Currently, yes, but what about the future? And besides, as Global Warming proponents tell us, there are inflection points.

If we want mass in space, we are not going to waste energy throwing it up from earth, we are going to collect mass that is already up - plenty of asteroids and stuff to use. We might even steal momentum from those objects to move other things around, saving (or generating) additional energy.

Si

Its not the average you have to worry about. Its the FASTEST ones. You loose them, then new ones become the fastest ones. Rinse and repeat.

And you need to worry about hydrogen too. Water in the upper atmosphere breaks up due to UV. It normally recombines, but if the hydrogen escapes first it cannot recombine with the oxygen to make water. You don’t want an Earth that ended up virtually water free either.

You’ll be waiting a long time, I suspect.

The Earth gains about 30,000 tons of mass a year from space debris. So just going back a million years - a blink of an eye, geologically speaking - the Earth is about 30,000,000,000 tons heavier than it was in 998,000 BC, when presumably the atmosphere was pretty much just as thick as it is today. One has to assume we could lose that much and it’d make no difference, since our planet did not run out of atmosphere a million years ago. We’d have to work a very long time indeed to fire thirty billion tons of stuff off the planet just to make up for the last million years of space dust.

I suspect that we’ll start bringing back a lot of material at that point from activities like asteroid mining. Before long, we’d reach some kind of equilibrium, I think.

I also think you’re underestimating the size of the Earth. The Earth weighs 6 x 10^24 kg. A million tons is 1 x 10^9 kg. If we removed 200 million tons every year, the Earth would cease to exist before we could remove 1% of it (that is, it would take 5 billion years to remove just 1% at that rate). For another example: if you removed the oceans entirely, you’d have removed only 0.1% of the Earth’s mass.

No, I haven’t underestimated the mass of the Earth. I’m sure you noted the comparison with Venus in my OP.

Which this little abstract in SciAmexplains is likely happens to earth in a few billion years. (Sorry, pay type subscription )
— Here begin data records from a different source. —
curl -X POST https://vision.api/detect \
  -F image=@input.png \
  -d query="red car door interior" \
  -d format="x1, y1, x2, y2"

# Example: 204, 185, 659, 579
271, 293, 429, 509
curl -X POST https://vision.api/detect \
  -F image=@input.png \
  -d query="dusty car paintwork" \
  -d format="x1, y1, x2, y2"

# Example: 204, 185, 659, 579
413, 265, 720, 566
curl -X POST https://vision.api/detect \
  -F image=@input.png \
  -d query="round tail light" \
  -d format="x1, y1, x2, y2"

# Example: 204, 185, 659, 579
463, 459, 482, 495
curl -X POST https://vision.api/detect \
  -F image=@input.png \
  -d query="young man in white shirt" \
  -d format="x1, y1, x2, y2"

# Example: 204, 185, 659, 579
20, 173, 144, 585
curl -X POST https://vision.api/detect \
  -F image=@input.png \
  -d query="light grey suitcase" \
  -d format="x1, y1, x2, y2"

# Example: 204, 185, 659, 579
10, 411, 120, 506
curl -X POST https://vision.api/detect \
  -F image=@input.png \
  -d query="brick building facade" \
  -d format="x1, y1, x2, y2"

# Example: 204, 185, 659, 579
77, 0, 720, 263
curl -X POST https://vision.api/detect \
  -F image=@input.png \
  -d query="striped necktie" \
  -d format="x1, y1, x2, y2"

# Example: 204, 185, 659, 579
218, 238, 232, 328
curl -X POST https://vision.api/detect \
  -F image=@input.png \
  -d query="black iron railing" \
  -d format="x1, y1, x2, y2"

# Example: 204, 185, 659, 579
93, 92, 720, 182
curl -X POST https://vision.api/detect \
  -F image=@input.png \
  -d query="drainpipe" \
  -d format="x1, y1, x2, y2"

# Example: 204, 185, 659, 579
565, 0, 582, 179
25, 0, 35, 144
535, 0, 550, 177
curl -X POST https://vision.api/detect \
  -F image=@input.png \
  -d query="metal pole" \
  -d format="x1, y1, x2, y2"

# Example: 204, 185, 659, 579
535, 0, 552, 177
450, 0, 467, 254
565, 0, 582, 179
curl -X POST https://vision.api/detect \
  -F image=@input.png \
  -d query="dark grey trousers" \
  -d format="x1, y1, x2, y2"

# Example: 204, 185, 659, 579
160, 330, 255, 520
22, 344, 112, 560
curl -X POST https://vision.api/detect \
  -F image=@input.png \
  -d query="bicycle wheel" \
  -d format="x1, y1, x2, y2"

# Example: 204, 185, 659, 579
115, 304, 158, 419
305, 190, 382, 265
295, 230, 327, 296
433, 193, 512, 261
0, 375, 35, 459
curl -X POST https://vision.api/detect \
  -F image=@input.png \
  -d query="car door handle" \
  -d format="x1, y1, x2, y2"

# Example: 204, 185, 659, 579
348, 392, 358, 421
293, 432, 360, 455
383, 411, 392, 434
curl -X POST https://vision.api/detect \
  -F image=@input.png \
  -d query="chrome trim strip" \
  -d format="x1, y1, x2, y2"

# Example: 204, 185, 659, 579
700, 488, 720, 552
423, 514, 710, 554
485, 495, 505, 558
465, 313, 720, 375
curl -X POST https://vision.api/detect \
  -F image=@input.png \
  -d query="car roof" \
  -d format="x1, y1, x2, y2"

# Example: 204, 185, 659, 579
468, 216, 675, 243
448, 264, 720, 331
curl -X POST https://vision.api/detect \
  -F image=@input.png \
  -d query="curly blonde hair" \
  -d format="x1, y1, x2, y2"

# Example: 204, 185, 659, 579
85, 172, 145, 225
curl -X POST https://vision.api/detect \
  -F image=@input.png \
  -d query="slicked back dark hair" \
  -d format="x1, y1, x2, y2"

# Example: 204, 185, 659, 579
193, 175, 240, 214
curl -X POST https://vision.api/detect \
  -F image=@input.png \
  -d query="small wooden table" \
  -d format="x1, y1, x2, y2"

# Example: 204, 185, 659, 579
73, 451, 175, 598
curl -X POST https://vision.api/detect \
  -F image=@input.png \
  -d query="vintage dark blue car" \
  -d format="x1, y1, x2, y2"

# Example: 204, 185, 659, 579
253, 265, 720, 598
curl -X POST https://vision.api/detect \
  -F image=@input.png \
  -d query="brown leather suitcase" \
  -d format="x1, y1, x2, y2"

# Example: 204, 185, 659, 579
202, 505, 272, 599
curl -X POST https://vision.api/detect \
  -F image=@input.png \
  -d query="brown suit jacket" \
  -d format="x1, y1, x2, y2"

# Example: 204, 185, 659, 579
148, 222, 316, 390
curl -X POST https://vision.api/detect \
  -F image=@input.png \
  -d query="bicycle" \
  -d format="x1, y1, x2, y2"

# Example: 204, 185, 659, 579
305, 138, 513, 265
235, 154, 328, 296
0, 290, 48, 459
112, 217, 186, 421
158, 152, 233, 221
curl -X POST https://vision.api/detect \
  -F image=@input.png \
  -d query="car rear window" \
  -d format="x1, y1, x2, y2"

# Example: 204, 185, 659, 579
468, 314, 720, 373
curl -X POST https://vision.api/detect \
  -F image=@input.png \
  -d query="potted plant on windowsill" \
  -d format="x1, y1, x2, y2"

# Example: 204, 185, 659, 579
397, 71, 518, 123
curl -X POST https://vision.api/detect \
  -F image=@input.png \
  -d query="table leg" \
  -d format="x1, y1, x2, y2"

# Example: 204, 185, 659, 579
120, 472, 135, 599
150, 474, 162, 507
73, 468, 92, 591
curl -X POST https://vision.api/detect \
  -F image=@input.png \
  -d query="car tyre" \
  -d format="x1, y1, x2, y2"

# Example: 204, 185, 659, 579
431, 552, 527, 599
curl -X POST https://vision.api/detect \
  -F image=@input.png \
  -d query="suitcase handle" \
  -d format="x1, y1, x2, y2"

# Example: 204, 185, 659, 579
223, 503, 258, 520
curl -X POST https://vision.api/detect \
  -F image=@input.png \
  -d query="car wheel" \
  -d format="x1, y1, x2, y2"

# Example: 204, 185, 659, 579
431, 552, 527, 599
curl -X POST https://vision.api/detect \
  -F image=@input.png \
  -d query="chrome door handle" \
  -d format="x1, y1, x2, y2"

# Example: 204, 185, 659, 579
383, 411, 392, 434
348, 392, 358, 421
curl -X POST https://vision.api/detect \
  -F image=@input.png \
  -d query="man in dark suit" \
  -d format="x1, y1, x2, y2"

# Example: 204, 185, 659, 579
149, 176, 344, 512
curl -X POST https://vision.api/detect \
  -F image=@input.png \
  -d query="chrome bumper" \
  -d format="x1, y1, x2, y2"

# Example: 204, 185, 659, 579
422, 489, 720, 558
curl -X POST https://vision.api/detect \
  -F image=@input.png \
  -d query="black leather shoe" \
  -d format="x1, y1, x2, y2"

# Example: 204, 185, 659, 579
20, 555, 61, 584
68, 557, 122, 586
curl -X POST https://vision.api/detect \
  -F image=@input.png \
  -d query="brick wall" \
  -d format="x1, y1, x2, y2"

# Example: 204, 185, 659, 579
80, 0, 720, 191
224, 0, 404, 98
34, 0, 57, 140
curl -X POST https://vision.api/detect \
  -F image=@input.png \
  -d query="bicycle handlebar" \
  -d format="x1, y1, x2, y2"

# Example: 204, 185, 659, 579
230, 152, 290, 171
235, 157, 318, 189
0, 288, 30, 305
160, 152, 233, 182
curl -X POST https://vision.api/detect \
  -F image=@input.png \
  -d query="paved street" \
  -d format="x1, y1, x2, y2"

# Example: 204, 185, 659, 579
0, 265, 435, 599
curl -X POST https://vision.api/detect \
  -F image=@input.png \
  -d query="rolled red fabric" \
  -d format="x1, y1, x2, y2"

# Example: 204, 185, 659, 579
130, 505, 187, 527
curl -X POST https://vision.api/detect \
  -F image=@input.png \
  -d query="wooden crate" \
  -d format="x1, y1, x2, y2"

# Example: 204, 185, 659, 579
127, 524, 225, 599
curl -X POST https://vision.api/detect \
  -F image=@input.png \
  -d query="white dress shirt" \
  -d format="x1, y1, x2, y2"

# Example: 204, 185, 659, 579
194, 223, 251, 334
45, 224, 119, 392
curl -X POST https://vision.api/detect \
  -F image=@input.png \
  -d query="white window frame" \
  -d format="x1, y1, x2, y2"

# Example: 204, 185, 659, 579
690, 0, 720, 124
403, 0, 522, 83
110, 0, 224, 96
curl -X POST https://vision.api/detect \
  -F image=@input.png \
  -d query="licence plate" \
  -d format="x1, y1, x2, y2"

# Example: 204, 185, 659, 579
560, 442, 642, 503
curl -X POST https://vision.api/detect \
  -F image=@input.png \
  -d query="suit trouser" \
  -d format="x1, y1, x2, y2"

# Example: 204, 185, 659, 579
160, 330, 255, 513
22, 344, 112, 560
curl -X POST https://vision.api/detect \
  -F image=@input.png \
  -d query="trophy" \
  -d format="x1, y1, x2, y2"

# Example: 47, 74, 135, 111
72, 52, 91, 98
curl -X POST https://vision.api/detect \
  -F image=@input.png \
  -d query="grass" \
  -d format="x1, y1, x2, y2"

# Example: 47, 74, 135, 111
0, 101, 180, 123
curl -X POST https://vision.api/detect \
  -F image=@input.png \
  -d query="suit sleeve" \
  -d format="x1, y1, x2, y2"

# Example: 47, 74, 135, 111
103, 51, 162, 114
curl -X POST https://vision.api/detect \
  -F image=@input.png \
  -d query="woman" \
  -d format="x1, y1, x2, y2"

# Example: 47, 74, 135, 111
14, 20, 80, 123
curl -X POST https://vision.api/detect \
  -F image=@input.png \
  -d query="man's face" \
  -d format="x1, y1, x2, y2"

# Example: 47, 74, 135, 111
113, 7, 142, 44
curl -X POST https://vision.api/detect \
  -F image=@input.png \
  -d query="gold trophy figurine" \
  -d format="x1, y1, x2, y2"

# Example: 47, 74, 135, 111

According to that article and some quick maths, the Earth is losing 100K tonnes of hydrogen per year. Not a lot, but significant over time.

Hundreds of thousands of anything sound arbitrarily impressive to be sure.

Earth mass is 5.9742 × 10^24 kg so…

it gains 27 215 542.2 kilograms
and loses 90 718 474 kilograms

so theoretically a net loss of 63,502,931.8 kg/year

Of course, I have to wonder, what would the situation be like without life? What would our planet look like without the benefit of organic processes?

Organic processes have significantly reduced Earth’s atmosphere, in both senses of the word. There’s a lot of CO2 stored in carbonates, particularly Calcium Carbonate, and a lot of CO2 and H2O stored in fossil fuels. But a lot of oxygen was released by cyanobacteria working on iron oxides, and plants to this day take in CO2 and H2O and emit oxygen.

Wouldn’t a large loss of mass have a more significant impact on the Earth’s orbit (and by extension - climate) than its atmosphere?